Auch Gerhard Richter ist auf der Art Basel vertreten.
dpa 5 Auch Gerhard Richter ist auf der Art Basel vertreten.
Die schwebenden Koffer von Chiharu Shiota.
dpa 5 Die schwebenden Koffer von Chiharu Shiota.
Die schwebenden Koffer von Chiharu Shiota.
dpa 5 Die schwebenden Koffer von Chiharu Shiota.

Was soll man von diesem Kerl mit Schweinskopf halten? Der Eber im Manne? Eine Kollegen-Sau? Das knallhart kalkulierende Business-Schwein? Egal, was sich Stephan Balkenhol bei seiner typischen Holzfigur nun gedacht hat, die Geschäfte laufen – pardon – saumäßig gut auf der Art Basel. Gleich nach dem Aufbau ging Paul McCarthys „Tomato Head“ aus dem Jahre 1994 für 4,75 Millionen Dollar (4,2 Mio. Euro) an einen fixen Käufer aus den USA. Dagegen ist Balkenhols Schweinekopf mit 45 000 Euro am Stand des Münchner Galeristen Rüdiger Schöttle schon fast günstig.

Dessen Mitarbeiterinnen lächeln denn auch zufrieden, und da sind sie nicht allein. Die 286 Galerien aus 88 Ländern werden in diesem Jahr erneut Rekordzahlen verkünden, so viel ist gewiss. Manche machen auf der wichtigsten Kunstmesse der Welt in nur sieben Tagen mehr als die Hälfte ihres jährlichen Umsatzes.
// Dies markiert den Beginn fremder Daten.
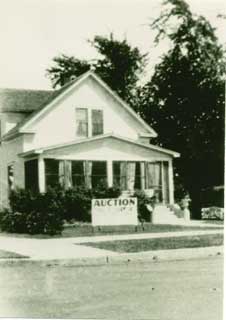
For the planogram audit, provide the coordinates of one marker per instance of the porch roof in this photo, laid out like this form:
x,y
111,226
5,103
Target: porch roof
x,y
96,138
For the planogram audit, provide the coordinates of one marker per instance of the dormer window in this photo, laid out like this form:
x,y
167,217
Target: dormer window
x,y
82,122
97,122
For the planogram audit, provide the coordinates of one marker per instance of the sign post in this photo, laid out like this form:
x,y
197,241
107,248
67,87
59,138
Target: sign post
x,y
114,212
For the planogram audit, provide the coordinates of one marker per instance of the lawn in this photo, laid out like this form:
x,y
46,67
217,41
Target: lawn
x,y
139,245
86,229
9,255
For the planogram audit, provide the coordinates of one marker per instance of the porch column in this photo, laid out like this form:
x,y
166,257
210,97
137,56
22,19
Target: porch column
x,y
41,174
163,182
171,183
110,173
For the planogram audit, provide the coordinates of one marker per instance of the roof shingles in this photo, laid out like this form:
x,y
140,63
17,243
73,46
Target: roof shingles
x,y
21,100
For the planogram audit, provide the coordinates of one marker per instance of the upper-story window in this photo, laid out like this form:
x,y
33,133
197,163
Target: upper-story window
x,y
82,122
97,122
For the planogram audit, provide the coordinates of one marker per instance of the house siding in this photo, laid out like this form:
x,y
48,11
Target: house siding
x,y
9,155
59,124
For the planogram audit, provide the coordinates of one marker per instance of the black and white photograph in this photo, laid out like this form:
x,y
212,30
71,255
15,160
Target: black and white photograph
x,y
112,157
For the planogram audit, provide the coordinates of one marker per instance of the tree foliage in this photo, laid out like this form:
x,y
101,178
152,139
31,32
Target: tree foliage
x,y
184,100
119,65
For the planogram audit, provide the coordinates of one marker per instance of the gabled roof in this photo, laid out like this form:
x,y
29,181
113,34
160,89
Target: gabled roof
x,y
96,138
21,100
59,94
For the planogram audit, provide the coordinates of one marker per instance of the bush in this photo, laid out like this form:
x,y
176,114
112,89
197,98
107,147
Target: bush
x,y
37,213
213,213
142,200
34,213
13,221
77,204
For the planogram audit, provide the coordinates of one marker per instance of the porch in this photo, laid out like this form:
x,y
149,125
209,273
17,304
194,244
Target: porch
x,y
154,177
109,160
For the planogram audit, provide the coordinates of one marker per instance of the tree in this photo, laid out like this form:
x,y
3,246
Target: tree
x,y
184,100
119,65
65,68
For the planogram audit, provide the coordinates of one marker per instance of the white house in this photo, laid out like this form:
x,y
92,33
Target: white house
x,y
82,133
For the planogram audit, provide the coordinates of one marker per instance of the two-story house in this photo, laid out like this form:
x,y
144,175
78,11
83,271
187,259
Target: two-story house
x,y
81,134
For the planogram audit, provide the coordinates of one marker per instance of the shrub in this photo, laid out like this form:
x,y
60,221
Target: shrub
x,y
77,204
34,213
142,201
213,213
13,221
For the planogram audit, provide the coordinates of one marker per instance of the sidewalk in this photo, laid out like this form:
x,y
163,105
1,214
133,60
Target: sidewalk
x,y
70,248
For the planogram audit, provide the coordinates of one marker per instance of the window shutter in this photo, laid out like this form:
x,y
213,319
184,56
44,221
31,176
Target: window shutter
x,y
97,122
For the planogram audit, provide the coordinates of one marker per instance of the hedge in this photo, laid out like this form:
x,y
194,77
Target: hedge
x,y
38,213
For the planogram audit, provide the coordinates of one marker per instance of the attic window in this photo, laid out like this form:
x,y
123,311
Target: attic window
x,y
82,122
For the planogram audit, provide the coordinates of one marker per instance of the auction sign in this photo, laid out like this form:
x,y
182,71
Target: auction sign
x,y
114,212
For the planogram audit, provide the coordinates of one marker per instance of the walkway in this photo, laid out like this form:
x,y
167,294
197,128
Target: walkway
x,y
69,248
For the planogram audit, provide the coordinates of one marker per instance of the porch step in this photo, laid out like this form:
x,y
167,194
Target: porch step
x,y
163,215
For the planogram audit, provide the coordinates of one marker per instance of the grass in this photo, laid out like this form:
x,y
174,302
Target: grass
x,y
86,229
126,246
9,255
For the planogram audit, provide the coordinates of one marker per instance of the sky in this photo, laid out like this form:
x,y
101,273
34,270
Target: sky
x,y
32,32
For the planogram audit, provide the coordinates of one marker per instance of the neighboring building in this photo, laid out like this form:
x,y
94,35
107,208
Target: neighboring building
x,y
81,134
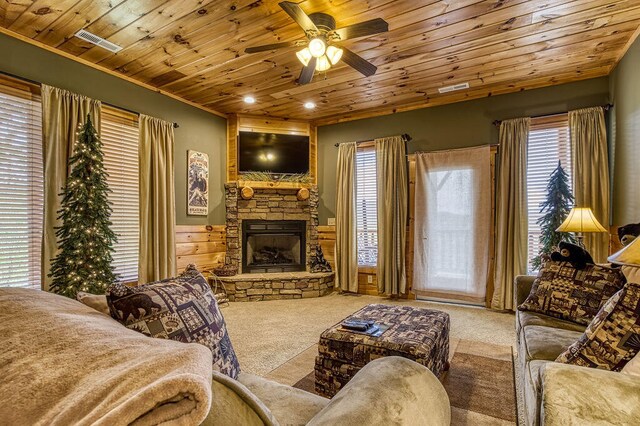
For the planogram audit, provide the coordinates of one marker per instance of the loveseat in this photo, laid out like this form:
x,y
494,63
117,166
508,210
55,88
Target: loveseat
x,y
561,394
63,362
Überhaupt ist erstaunlich, was noch an Klassikern aus dem Hut gezaubert wird. Das mag nicht in jedem Fall Museumsqualität haben, aber zunächst zählt der Name. Und es ist ja Formidables dabei wie etwa ein rarer Francis Bacon bei Marlborough. Der Picasso-Nachschub funktioniert dafür wie geschmiert, schön, dass der Mann bis ins hohe Alter so produktiv war. Auch Twomblys sind hier keine Seltenheit, und selbst Dubuffets sieht man in größeren Mengen. Branchen-Gigant Gagosian hat sowieso nur teuerste Ware – Investment! – wie einen abstrakten Gerhard Richter im prallen Koffer.

Quietschbuntes

Was man sonst sieht? Viele Blumen, es muss am wachstumsfördernden Basler Dauerregen liegen, auch wenn die meist quietschbunten Exemplare – zum Beispiel von Jeff Koons bei Mnuchin, New York, oder der fabelhaften Natalie Djurberg – aus Kunststoff sind. Stellenweise kommt man sich eh vor wie im aufgepoppten Bonbonladen. Und dann muss es vor allem groß sein. Für den gut fünf Meter langen Robert Motherwell, den die Zürcher Galerie Gmurzynska im Angebot hat, braucht man das Extra-Large-Loft. Doch das sollte bei eventuellen Abnehmern nicht das Problem sein. Ausladendes geht halt besser ins Auge. Das haben besonders die Vertreter der „jüngeren Positionen“ im Obergeschoss verinnerlicht.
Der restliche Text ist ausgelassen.